Bottom line: If you are looking for a world phone, look elsewhere. I’ve heard good things about T-mobile, though your mileage may vary.

Private Room Websites in Europe

Arthur Frommer:

If a “private homestay” is the key to an affordable visit to London, the same is true in Paris and Rome. Different from bed and breakfasts, homestays are the rental of a single room in a house or apartment whose owners are supplementing their income by taking in transient visitors. Such lodgings are available for as little as $35 to $40 per person per night, as compared with at least double that price (and sometimes more) for a room in a modest, commercial guesthouse or tiny hotel.

In my April 1 column, I listed several organizations that make such rooms available in London, such as www.happy-homes.com and www.athomeinlondon.co.uk. Immediately, I received letters requesting similar Web sites for low-cost private homestays in France and Italy.

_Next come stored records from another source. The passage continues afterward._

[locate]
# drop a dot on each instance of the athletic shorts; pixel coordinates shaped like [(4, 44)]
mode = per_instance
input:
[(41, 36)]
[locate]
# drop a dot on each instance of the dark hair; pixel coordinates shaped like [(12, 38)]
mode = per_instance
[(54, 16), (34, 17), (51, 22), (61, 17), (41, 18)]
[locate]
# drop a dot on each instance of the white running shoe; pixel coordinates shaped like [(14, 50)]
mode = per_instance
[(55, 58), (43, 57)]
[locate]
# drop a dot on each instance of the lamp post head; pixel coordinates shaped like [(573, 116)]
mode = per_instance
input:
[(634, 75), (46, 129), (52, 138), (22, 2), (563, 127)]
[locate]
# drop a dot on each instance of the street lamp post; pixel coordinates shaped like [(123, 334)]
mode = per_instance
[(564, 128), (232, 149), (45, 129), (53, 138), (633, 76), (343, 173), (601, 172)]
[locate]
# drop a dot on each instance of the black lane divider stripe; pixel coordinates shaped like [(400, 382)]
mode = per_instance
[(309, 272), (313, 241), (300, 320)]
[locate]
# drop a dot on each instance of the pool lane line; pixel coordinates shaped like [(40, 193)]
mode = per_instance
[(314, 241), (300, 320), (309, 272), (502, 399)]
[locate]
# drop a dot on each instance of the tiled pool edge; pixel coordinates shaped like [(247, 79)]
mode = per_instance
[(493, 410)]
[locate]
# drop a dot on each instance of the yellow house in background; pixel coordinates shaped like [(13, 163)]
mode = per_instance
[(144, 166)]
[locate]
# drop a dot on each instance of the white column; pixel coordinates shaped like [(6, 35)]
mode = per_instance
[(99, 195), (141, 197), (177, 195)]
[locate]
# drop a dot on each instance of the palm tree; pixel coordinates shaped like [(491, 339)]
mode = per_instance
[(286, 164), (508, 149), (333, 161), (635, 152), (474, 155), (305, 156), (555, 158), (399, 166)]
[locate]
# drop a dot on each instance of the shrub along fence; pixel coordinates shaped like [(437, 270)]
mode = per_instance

— Paris room rentals: The notion of taking a foreign visitor into one’s apartment was once anathema to the average, privacy-seeking Parisian. To do so just wasn’t “French.” In a cultural shift that I won’t try to explain, slightly more than 200 Parisian families now have begun renting rooms in their homes or apartments — and these make up the inventory of three Parisian bed-and-breakfast services (more commonly known as chambres d’hôtes) offered to tourists from around the world.